LEI Nº
3.952, de 2 de julho de 1992.
Autoriza a Prefeitura Municipal de
Sorocaba a celebrar convênio com o Governo do Estado de São Paulo para a execução
dos serviços de incêndios e salvamentos no Município e dá outras providências.
A Câmara Municipal de Sorocaba
decreta e eu promulgo a seguinte lei:
Art. 1º Fica a Prefeitura Municipal de Sorocaba
autorizada a celebrar convênio com a Governo do Estado de São Paulo, através da
Secretaria de Segurança Pública, nos termos da Lei Estadual nº 684, de 30 de
setembro de 1975 e do Decreto Estadual nº 22.171, de 8 de maio de 1984, para a
execução dos serviços de prevenção e extinção de incêndios, de busca e
salvamento e de prevenção de acidentes no Município.
Art. 2º Os serviços de que trata o
artigo anterior serão executados por uma Unidade Operacional do Corpo de
Bombeiros da Polícia Militar, subordinado ao Comando Geral desta, compreendendo
as atividades elencadas no Convênio que faz parte integrante da presente Lei.
Art. 3º O Município de
Sorocaba, a fim de assegurar a perfeita execução dos serviços de bombeiros,
consignará em orçamento próprio as verbas necessárias para a consecução do
presente Convênio, as quais serão anualmente reajustadas de acordo com as exigências
dos serviços.
Art. 4º As despesas decorrentes da execução desta Lei
correrão por conta de verba orçamentária própria, suplementadas se necessário.
Art. 5º Esta Lei entrará em vigor na data de sua
publicação, revogadas as disposições em contrário.

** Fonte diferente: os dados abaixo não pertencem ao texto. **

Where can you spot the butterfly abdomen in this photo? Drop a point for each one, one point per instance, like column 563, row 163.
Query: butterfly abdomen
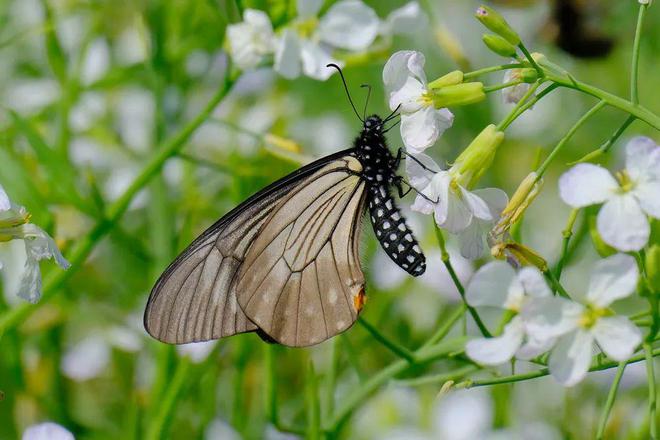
column 392, row 232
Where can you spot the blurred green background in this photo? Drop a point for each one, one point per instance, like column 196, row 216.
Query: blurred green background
column 90, row 89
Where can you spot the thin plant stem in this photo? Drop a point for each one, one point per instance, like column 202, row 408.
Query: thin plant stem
column 485, row 70
column 567, row 233
column 395, row 348
column 634, row 65
column 563, row 141
column 649, row 353
column 167, row 404
column 545, row 372
column 446, row 260
column 609, row 403
column 82, row 249
column 605, row 147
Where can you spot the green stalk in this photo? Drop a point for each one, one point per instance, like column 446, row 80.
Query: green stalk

Palácio dos Tropeiros, em 2 de julho
de 1992, 338º da fundação de Sorocaba.
ANTONIO CARLOS PANNUNZIO
Prefeito Municipal
CLINEU FERREIRA
Secretário dos Negócios Jurídicos
LEUVIJILDO GONZALES FILHO
Secretário de Governo
Publicada na Divisão de Comunicação
e Arquivo, na data supra.
JOÃO DIAS DE SOUZA FILHO
Chefe da Divisão de Comunicação e
Arquivo
Esse texto não substitui o
publicado no Diário Oficial.
CONVÊNIO
QUE ENTRE SI CELEBRAM A PREFEITURA MUNICIPAL DE SOROCABA E O GOVERNO DO ESTADO
DE SÃO PAULO, PELA SECRETARIA DA SEGURANÇA PÚBLICA,PARA EXECUÇÃO DE SERVIÇOS DE
BOMBEIROS.
O
Município de Sorocaba, neste ato representado pelo Exmo. Sr. Prefeito ANTONIO
CARLOS PANNUZIO, doravante denominado MUNICÍPIO, e o Governo do Estado de São
Paulo, pela Secretaria da Segurança Pública, representada pelo seu titular, com
a interveniência do Comandante da Polícia Militar do Estado, doravante
denominado ESTADO, resolvem celebrar o presente Termo de Convênio referente aos
serviços de Bombeiros na localidade de Sorocaba, o qual se regerá pelas
cláusulas e condições seguintes:
CLÁUSULA
PRIMEIRA
A
SECRETARIA assume o compromisso de executar no MUNICÍPIO os serviços de
prevenção e extinção de incêndios, de busca e salvamento e de prevenção de
acidentes, os quais, ficarão a cargo de uma Unidade Operacional do Corpo de
Bombeiros da Polícia Militar, de acordo com as leis vigentes.
CLÁUSULA
SEGUNDA
Serão
realizadas pela Unidade Operacional do Corpo de Bombeiros, no MUNICÍPIO, os
seguintes serviços: a) prevenção de incêndios; b) extinção de incêndios; c)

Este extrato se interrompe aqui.